As opposed to that, as The Economic Times points out,
The Citizenship Amendment Bill (the CAB, in short) seeks to give Indian nationality to non-Muslim refugees from Pakistan, Bangladesh and Afghanistan. The bill seeks to address the historical wrongdoings of religious persecution on Non-Muslim refugees from the three states by providing them Indian citizenship. The proposed legislation amends the Citizenship Act, 1955 to make Hindus, Sikhs, Buddhists, Christians and Parsis who got into India from Afghanistan, Bangladesh and Pakistan eligible for citizenship.
The Bill was an election promise of the BJP in the 2014 and 2019 Lok Sabha polls. Defence minister Rajnath Singh recently said in a press release, “Minorities in the neighbouring theocratic countries have been subjected to continuous persecutions, which forced them to seek asylum in India. Giving citizenship to six minorities will be yet another push from the Modi government to the spirit of ‘sarva dharma sambhav’.”
Why is the CAB leading to violence in the region:
The reason behind the hue and cry regarding this bill is that the opposition says it violates Article 14 of the Constitution — the Right to Equality. They claim that citizenship cannot be given on the basis of religion. Congress MP Shashi Tharoor said it violates the basic idea of India that religion can never be a reason for citizenship.
Some people, especially the ones sharing blatant Assamese-vs-Bengali posts on social media, have made this into a language issue. The logic here is that the original settlers of Assam speak the Assamese language, while the people of Bangladesh speak Bengali. That being said, there are a lot of Bengali-speaking people already living in Assam since before 1971 (the year the nation Bangladesh was formed). People who spread such hatred between the two ethnicities claim that the CAB is a ploy by the Assamese government to make the state of Assam Bengali-free. Such people don’t understand that this isn’t a “Neither can live while the other survives scenario”.
Rumours versus truth:
In truth, the Assamese people want the Bangladeshi immigrants to leave. Not because they don’t feel empathetic towards their plight. But because India is a poor country and it doesn’t have enough space or resources to welcome people of another nation. Guwahati, Jorhat, and Tezpur — the three biggest cities of Assam — are already crowded to the bursting point without the Bangladeshi people further taking up space. Moreover, many of these Bangladeshis have pathetic living conditions in Assam because of their poverty and lack of opportunities. They end up pulling rickshaws for a pittance, working as construction labourers, and operating streetside stores selling cheap toys or balloons. Sadly, the world turns them to petty criminals sometimes, making lives of the Assamese unsafe. In recent news, a 12-year-old girl was raped and murdered in Nagaon, Assam by a Bangladeshi man.
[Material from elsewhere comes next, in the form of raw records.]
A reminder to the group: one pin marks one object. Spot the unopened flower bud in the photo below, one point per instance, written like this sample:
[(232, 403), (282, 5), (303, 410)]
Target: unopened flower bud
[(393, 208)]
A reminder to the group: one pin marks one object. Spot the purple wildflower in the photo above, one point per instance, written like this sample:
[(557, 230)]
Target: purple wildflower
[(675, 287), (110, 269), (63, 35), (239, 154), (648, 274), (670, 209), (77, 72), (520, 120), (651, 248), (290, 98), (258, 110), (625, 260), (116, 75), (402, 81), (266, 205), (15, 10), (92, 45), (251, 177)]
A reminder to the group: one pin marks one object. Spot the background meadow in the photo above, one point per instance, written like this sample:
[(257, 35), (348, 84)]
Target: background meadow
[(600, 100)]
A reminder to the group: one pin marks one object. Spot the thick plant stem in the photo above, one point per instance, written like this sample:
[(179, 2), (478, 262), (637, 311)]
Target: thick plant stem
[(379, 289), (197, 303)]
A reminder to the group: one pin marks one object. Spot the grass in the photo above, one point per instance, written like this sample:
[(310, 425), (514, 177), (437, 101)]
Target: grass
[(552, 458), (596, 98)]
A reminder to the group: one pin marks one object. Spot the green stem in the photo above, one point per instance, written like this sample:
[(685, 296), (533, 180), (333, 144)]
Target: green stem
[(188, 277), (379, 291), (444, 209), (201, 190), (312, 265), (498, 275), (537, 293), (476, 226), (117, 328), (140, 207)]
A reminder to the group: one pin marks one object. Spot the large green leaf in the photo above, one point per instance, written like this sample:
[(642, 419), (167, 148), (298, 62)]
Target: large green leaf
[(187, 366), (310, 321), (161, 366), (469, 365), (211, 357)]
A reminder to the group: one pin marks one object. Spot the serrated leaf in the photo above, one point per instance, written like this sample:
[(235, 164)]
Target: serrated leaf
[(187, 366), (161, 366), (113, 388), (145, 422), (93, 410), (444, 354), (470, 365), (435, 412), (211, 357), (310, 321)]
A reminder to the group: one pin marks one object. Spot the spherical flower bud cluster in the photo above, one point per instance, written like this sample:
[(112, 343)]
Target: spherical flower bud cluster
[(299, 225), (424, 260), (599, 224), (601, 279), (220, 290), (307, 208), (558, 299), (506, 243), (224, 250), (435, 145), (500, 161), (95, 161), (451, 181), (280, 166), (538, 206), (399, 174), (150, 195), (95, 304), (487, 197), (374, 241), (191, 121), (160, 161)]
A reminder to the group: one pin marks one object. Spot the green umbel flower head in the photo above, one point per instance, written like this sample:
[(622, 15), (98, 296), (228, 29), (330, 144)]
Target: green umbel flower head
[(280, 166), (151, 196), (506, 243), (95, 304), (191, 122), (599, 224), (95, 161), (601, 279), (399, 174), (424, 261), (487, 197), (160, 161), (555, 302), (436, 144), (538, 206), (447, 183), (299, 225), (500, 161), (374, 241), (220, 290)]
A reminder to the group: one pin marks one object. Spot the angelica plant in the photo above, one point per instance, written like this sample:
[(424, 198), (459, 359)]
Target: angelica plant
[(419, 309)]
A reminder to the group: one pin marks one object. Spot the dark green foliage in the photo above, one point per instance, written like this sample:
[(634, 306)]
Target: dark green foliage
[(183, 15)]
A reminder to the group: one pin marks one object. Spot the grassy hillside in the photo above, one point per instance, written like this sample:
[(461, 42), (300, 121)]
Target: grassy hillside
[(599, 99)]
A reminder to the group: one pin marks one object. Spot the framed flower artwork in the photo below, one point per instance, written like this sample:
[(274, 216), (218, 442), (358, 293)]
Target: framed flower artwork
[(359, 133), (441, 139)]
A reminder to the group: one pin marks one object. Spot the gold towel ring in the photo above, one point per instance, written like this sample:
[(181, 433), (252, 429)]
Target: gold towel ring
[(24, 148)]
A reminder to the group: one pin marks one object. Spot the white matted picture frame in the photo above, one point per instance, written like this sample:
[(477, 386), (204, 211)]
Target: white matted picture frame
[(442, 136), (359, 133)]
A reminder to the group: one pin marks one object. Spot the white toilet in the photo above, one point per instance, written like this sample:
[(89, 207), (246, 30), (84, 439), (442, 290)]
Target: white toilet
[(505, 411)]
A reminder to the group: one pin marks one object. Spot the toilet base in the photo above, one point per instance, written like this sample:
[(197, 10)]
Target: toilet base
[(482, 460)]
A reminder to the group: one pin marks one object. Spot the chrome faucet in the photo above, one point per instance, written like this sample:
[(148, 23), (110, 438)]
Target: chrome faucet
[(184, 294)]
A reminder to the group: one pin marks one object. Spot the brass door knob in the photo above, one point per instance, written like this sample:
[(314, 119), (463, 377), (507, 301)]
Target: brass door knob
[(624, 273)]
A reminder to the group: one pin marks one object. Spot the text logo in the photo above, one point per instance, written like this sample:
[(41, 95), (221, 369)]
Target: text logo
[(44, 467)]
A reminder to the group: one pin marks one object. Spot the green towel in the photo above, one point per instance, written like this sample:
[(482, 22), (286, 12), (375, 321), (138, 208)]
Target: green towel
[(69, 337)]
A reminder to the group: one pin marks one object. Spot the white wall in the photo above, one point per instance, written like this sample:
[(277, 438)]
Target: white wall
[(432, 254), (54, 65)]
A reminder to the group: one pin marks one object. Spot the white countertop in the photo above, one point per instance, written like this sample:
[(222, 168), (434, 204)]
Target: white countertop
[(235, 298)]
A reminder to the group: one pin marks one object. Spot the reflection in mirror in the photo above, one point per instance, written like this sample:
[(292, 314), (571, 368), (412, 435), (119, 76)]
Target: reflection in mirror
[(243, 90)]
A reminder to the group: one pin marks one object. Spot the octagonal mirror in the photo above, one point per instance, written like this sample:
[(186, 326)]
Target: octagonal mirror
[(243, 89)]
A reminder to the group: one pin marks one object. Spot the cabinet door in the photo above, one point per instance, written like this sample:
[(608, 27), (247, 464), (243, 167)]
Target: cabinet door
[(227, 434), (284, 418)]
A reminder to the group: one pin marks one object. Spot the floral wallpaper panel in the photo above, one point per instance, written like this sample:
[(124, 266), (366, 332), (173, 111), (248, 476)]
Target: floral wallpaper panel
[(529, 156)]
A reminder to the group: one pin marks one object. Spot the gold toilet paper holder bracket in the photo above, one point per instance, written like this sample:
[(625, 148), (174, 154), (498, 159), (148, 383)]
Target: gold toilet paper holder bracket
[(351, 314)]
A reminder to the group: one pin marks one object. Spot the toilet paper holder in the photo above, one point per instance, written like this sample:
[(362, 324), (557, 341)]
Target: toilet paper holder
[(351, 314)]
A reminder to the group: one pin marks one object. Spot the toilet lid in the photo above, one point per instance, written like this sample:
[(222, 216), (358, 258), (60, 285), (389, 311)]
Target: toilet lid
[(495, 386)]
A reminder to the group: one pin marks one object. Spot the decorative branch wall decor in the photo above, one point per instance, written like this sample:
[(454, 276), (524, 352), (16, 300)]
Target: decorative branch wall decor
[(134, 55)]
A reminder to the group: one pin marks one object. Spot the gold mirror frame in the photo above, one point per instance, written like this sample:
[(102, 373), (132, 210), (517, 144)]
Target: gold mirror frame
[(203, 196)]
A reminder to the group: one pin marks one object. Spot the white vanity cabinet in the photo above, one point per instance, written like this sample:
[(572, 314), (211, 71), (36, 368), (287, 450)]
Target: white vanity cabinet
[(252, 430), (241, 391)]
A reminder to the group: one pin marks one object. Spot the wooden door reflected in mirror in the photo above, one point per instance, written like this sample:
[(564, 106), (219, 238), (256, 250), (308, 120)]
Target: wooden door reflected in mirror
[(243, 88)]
What can be a solution to the CAB problem?
I believe, the solution to such a problem is that the UN should step in here and provide asylum for Bangladeshi emigrants in richer countries willing to welcome them.
Sending them back to Bangladesh would only compound their problems. Keeping them in India wouldn’t do them any good either. They can never have a decent livelihood here, no matter their potential.
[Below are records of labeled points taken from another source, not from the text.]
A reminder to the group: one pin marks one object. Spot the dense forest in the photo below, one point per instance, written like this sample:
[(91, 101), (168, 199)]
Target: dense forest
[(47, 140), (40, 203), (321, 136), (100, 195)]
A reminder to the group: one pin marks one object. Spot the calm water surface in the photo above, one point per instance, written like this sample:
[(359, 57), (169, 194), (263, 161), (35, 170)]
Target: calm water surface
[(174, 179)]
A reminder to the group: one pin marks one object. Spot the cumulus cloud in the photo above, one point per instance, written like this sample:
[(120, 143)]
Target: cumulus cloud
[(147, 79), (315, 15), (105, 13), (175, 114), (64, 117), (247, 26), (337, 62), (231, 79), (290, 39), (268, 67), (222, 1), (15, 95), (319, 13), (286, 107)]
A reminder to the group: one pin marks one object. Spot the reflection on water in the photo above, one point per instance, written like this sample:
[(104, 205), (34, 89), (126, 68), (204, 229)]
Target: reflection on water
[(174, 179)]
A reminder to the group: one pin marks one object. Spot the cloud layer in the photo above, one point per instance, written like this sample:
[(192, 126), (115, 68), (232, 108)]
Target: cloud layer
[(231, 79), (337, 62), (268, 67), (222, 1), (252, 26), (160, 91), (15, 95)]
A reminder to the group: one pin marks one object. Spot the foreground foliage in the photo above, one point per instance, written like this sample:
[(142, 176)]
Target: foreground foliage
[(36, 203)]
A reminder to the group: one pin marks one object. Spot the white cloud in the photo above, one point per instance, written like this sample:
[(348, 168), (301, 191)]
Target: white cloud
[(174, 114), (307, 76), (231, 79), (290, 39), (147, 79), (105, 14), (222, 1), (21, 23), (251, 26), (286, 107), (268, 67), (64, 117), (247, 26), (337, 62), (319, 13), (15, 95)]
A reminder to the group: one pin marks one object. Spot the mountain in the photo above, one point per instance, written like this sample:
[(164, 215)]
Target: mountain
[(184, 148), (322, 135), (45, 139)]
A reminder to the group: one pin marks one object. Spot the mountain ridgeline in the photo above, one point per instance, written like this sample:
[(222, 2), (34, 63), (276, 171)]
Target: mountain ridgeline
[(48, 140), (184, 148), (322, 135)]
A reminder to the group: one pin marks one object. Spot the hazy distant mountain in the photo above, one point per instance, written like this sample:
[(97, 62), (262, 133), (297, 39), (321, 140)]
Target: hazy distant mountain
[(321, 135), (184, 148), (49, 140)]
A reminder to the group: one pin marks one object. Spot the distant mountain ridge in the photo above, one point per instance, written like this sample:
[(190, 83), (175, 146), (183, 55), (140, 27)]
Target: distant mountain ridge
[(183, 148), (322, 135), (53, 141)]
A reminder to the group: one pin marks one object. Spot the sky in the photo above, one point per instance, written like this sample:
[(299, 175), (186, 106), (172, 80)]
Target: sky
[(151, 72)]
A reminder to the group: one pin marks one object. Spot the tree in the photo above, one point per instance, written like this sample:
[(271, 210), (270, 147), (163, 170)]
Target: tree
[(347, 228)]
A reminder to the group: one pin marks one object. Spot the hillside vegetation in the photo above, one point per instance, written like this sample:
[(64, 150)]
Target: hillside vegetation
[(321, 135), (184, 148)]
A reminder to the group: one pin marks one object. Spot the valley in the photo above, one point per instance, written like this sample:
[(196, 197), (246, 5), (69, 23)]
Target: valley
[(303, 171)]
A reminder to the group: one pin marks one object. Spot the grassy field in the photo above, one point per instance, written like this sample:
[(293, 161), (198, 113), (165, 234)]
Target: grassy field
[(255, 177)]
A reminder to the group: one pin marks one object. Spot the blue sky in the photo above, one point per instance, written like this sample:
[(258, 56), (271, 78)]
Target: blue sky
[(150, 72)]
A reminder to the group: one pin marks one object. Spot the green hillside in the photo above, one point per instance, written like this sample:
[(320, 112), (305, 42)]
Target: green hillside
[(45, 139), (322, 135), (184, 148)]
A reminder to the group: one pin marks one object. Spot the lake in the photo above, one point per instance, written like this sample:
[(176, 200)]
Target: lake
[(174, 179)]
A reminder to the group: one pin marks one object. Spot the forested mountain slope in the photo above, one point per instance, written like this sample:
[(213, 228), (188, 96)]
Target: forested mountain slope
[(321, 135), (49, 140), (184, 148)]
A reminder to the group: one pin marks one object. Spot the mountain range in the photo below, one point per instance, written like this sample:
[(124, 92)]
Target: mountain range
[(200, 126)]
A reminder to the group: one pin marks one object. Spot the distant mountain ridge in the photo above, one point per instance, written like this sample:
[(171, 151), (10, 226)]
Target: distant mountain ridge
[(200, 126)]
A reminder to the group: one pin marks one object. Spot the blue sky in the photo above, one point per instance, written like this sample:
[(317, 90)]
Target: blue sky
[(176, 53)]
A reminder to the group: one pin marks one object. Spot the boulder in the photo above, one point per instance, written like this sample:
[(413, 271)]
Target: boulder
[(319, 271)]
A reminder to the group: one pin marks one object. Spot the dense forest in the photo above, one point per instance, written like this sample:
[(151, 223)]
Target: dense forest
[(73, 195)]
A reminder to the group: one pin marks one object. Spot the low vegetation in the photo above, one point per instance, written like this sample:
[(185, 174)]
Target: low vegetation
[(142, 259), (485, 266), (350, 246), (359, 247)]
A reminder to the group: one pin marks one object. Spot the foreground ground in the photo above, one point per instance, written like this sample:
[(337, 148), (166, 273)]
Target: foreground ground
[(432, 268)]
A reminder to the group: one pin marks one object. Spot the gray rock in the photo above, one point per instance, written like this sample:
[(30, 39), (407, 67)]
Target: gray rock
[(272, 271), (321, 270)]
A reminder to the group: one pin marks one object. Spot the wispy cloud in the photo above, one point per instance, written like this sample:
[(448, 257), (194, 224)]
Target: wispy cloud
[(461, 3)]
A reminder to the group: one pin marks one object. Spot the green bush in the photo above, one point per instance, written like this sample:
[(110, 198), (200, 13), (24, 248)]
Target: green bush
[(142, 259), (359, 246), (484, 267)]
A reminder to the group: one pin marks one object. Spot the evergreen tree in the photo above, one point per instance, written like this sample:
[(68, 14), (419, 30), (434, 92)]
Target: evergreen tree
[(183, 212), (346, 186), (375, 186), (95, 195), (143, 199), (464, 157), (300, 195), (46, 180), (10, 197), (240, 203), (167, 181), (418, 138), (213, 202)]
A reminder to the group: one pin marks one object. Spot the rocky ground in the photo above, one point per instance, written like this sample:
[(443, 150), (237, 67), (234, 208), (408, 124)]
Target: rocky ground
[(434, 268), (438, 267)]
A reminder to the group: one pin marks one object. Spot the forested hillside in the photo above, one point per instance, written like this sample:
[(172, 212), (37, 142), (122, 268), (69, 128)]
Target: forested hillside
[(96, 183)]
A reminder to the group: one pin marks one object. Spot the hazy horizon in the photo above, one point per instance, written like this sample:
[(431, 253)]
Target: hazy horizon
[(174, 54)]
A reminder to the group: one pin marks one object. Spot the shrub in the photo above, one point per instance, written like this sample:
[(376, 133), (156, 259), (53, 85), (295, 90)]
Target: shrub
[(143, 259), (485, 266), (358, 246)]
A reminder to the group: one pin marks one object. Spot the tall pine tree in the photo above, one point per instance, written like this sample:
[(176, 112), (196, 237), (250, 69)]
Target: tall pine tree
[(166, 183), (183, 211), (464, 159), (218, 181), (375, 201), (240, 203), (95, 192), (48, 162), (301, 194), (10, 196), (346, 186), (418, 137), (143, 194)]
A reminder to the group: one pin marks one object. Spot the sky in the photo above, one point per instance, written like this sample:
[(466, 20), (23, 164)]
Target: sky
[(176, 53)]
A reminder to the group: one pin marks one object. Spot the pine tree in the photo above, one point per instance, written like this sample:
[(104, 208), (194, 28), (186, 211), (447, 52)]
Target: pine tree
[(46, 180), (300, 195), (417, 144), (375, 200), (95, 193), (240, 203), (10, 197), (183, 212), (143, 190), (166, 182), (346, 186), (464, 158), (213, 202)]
The biggest tragedy is that society thinks of the refugees as poor, “dirty” people. They could very well have been as educated and rich as you are, but then, their house was bombed by terrorists, their parents killed at 16, and then had to live on the streets for 10+ years. A life of sorrows have hardened them and made them more resilient. This doesn’t mean they deserve no better. If they live the rest of their lives in India, they can never be doctors, engineers, lawyers, singers, players, or authors.
In treating homeless people as vermin, it is robbing them of the life they could have had, had they been provided equal opportunities.
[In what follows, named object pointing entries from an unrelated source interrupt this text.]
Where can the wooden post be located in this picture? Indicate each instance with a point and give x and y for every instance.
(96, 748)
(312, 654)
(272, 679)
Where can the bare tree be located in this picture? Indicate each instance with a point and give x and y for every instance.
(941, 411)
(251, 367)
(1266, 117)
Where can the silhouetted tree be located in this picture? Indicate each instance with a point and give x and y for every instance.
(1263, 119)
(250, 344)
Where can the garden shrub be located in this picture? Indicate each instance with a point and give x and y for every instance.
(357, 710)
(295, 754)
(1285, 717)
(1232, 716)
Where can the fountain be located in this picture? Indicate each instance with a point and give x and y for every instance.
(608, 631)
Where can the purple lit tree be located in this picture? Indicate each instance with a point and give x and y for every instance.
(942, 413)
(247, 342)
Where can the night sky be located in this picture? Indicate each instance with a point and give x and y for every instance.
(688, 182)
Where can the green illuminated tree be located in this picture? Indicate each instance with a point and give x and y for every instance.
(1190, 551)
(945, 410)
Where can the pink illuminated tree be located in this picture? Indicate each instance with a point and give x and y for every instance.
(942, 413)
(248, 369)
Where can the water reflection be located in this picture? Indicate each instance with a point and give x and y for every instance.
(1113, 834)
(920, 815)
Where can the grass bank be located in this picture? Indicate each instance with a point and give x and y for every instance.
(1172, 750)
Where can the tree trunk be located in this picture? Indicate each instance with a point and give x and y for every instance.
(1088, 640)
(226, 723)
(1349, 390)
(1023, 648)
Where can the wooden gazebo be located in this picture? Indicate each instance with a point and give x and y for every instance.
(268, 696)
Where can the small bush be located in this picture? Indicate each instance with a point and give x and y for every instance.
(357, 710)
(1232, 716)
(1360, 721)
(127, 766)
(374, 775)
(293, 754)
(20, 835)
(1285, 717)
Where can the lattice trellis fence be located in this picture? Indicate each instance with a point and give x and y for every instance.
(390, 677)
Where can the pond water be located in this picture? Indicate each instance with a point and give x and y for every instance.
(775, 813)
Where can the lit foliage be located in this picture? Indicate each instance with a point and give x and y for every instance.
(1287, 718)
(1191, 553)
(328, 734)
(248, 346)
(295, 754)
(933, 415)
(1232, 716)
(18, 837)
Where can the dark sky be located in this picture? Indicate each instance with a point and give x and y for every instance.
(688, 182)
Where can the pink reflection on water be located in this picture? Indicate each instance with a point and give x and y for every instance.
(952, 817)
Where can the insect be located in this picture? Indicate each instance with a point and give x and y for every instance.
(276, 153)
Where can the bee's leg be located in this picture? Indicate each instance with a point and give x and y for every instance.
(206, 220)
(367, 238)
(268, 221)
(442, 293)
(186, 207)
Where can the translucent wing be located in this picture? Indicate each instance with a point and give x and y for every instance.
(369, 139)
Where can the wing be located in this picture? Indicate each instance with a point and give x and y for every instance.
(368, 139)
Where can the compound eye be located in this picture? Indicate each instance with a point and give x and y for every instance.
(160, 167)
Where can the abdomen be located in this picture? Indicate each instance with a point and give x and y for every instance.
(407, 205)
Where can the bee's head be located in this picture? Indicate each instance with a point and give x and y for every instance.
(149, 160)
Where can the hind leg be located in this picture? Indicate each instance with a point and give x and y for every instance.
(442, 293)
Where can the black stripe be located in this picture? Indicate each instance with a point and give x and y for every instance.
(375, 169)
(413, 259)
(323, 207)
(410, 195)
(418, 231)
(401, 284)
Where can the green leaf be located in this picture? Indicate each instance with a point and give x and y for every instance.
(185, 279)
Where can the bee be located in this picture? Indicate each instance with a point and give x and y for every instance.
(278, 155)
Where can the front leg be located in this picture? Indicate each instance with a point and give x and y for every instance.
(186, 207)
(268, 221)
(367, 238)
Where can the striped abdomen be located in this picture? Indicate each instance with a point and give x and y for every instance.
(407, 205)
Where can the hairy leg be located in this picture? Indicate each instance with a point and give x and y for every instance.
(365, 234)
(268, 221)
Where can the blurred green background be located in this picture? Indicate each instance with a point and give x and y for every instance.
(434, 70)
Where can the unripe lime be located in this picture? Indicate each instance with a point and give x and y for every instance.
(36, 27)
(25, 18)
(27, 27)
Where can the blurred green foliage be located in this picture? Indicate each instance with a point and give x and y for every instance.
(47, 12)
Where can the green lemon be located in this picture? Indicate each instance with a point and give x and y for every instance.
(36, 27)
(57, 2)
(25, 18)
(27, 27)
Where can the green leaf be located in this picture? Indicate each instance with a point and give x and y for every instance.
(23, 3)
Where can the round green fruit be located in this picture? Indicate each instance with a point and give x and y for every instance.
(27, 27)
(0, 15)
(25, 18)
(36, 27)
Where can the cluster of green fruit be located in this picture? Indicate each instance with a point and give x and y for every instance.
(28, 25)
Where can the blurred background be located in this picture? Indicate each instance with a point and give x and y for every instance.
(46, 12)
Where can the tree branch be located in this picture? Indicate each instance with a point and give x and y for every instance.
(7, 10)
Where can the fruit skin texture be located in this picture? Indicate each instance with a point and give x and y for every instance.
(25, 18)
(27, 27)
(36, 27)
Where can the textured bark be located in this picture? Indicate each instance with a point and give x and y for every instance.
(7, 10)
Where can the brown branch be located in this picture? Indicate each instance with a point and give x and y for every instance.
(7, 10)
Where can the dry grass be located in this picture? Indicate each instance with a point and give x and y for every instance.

The world should strive to hate less and love more. It needs to be a kinder place for the refugees.
The refugees are humans, after all.
They don’t wish for the world’s disdain. They desire the world’s compassion.
Nadia Hashimi, in her brilliant novel about emigration and the life of a refugee, “When the Moon is low”, says
It’s never easy to leave one’s home, especially when there are only closed doors ahead of you.